Finance 2023 in South Sumatra — chart by AsiaDailyPost
Layanan ini menggunakan API Badan Pusat Statistik. This service uses the Central Statistics Agency API. From Indonesia.

The city of Palembang spent 3.47 billion Ribu IDR on government services in 2023 — nearly five times the budget of Pagar Alam, the province's smallest city by expenditure. The gap, captured in BPS data covering all 17 regencies and cities, underscores an enduring fiscal imbalance that shapes everything from road repairs to teacher salaries.

The top tier

Palembang, as the provincial capital, predictably led the pack, drawing on its dense population and administrative heft. But the spending heavyweights also included resource-rich Musi Banyuasin (3.29 billion Ribu IDR) and coal-producing Muara Enim (2.54 billion). Together, the top three absorbed roughly a third of the province's total government outlay of 28.21 billion Ribu IDR.

The bottom three

At the other end, Pagar Alam's allocation barely reached 720 million Ribu IDR — less than half the 1.66 billion average. Lubuk Linggau and Prabumulih also scraped by with budgets under 900 million, a reflection of their smaller tax bases and limited administrative scale that makes every rupiah do double duty.

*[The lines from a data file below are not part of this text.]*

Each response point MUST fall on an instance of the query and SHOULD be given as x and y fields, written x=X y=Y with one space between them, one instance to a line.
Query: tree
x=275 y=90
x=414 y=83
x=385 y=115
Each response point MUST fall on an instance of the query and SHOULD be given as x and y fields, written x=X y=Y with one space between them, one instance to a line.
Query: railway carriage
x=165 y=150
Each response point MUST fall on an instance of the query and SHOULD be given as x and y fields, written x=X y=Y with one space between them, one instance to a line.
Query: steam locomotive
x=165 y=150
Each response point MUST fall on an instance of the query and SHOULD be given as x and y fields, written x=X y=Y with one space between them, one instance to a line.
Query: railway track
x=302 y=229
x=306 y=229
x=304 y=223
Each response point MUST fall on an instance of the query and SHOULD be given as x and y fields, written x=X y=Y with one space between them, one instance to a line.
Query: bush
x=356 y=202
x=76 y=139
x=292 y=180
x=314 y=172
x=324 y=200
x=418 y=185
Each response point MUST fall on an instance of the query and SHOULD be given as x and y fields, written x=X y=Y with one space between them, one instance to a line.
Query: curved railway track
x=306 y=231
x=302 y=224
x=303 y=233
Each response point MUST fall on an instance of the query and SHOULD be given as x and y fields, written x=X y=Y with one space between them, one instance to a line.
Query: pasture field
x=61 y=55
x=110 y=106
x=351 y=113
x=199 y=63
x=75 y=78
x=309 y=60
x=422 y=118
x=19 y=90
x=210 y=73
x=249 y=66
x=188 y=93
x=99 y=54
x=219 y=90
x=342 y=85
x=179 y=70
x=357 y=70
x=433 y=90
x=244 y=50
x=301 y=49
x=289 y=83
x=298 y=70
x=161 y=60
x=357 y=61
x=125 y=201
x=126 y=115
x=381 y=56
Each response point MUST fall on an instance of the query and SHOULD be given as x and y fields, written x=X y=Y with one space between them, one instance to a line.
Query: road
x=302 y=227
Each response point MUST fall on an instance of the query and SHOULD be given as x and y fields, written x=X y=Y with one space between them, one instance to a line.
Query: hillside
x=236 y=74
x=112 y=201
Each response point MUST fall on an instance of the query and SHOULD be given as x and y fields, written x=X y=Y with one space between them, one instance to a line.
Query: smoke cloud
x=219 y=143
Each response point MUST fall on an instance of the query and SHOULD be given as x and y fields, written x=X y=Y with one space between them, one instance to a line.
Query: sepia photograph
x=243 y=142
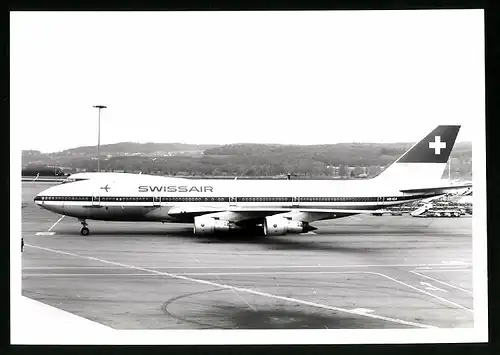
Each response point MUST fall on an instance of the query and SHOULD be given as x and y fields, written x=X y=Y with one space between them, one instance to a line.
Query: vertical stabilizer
x=425 y=160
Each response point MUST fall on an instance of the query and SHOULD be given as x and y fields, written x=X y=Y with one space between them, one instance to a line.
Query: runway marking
x=440 y=267
x=236 y=292
x=55 y=224
x=259 y=293
x=243 y=267
x=428 y=286
x=362 y=310
x=447 y=270
x=442 y=282
x=425 y=292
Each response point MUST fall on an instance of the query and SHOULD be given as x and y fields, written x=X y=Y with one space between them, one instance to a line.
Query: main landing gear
x=84 y=231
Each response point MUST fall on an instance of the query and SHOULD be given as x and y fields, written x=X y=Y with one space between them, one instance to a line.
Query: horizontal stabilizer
x=440 y=189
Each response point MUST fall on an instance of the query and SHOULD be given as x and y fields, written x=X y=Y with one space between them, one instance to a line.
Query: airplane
x=274 y=207
x=93 y=175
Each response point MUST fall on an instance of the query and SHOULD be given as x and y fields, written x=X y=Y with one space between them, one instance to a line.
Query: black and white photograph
x=248 y=177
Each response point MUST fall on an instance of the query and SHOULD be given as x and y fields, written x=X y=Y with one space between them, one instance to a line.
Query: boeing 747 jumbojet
x=278 y=206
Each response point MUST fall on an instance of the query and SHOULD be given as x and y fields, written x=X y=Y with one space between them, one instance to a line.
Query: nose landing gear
x=84 y=231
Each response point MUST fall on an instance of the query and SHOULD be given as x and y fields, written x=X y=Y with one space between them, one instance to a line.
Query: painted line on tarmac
x=223 y=286
x=442 y=282
x=55 y=224
x=422 y=291
x=258 y=267
x=447 y=270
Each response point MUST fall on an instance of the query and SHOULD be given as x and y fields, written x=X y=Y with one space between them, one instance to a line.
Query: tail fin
x=425 y=160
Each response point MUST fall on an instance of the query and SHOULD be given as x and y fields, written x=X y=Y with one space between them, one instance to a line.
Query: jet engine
x=279 y=226
x=207 y=225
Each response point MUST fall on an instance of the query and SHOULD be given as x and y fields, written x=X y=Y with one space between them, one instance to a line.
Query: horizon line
x=225 y=144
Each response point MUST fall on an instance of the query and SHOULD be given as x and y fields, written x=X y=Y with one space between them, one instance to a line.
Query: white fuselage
x=152 y=198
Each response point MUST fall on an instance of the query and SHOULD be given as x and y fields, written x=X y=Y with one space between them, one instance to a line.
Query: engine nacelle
x=207 y=225
x=279 y=226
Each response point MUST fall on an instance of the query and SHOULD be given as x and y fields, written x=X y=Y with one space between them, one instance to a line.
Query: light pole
x=99 y=137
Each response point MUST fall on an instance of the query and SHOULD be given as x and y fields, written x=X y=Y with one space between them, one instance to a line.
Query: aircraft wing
x=242 y=213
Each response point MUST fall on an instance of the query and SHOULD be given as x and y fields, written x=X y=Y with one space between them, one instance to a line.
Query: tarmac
x=355 y=272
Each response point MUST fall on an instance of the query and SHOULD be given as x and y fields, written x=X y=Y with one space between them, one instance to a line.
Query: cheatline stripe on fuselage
x=137 y=199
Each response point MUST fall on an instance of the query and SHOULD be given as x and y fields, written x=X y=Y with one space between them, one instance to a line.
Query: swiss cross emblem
x=437 y=145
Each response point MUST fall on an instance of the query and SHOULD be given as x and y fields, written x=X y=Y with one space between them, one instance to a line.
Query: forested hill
x=345 y=159
x=352 y=154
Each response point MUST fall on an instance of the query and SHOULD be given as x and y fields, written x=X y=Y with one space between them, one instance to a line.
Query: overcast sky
x=262 y=77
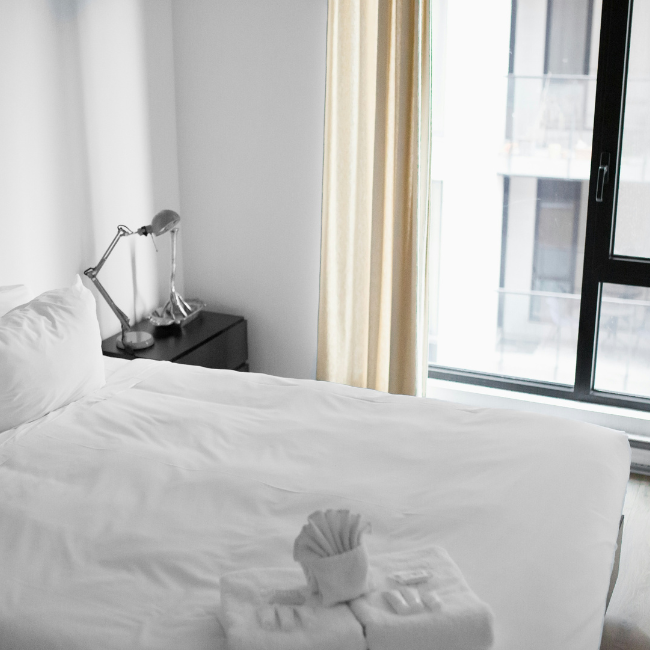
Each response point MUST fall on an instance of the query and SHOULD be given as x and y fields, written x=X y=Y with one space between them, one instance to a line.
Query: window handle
x=603 y=176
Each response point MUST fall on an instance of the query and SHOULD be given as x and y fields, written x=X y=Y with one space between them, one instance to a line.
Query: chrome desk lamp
x=162 y=222
x=176 y=311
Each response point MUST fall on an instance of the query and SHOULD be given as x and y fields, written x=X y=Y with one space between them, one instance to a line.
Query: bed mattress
x=120 y=512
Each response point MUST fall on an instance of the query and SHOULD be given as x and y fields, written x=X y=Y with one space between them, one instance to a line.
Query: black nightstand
x=211 y=340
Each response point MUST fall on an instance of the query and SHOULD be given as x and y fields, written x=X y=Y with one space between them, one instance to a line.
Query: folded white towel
x=421 y=601
x=273 y=609
x=330 y=551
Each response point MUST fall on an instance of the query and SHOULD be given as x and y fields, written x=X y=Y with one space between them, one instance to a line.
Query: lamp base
x=135 y=341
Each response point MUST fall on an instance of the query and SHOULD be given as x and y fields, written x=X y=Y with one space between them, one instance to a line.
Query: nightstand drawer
x=229 y=350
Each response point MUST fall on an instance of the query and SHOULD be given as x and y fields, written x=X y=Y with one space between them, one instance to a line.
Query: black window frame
x=600 y=264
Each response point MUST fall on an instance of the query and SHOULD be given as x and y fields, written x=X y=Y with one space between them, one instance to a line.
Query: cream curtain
x=373 y=293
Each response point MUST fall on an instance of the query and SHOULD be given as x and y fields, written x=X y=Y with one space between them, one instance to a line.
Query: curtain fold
x=373 y=293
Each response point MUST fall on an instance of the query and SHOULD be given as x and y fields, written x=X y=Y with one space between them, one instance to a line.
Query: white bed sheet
x=119 y=513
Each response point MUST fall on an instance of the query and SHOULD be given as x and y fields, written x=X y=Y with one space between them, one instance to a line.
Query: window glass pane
x=623 y=357
x=511 y=159
x=632 y=236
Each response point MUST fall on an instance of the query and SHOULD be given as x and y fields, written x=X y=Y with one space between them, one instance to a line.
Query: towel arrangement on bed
x=409 y=600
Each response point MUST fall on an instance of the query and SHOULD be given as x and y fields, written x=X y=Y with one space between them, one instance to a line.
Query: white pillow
x=12 y=296
x=50 y=354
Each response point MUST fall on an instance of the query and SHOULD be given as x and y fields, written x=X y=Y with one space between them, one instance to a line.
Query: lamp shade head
x=165 y=220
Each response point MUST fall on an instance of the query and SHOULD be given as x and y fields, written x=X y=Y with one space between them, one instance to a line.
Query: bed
x=121 y=510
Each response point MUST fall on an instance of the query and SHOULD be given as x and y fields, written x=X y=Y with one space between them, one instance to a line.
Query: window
x=540 y=232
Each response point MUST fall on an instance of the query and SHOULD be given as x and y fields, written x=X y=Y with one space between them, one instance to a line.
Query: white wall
x=250 y=93
x=87 y=126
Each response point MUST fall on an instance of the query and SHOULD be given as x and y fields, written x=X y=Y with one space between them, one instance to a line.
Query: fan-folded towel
x=332 y=555
x=273 y=609
x=421 y=601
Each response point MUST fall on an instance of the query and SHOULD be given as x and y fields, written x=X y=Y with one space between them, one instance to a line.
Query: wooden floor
x=627 y=624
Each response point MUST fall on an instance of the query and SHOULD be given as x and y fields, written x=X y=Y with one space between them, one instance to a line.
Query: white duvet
x=118 y=513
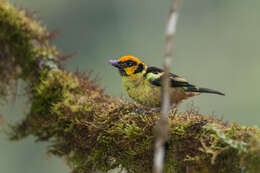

  • Top: Palembang — 3.47 billion Ribu IDR
  • Bottom: Pagar Alam — 720.09 million Ribu IDR
  • Province average: 1.66 billion Ribu IDR across 17 areas

With the post-pandemic fiscal landscape tightening, that near fivefold spending chasm may force South Sumatra's planners to revisit how resources flow to its smallest cities. The BPS figures, compiled from regional finance offices, suggest that without targeted transfers, the gap could harden into a permanent structural divide. For now, the numbers paint a picture of two South Sumatras.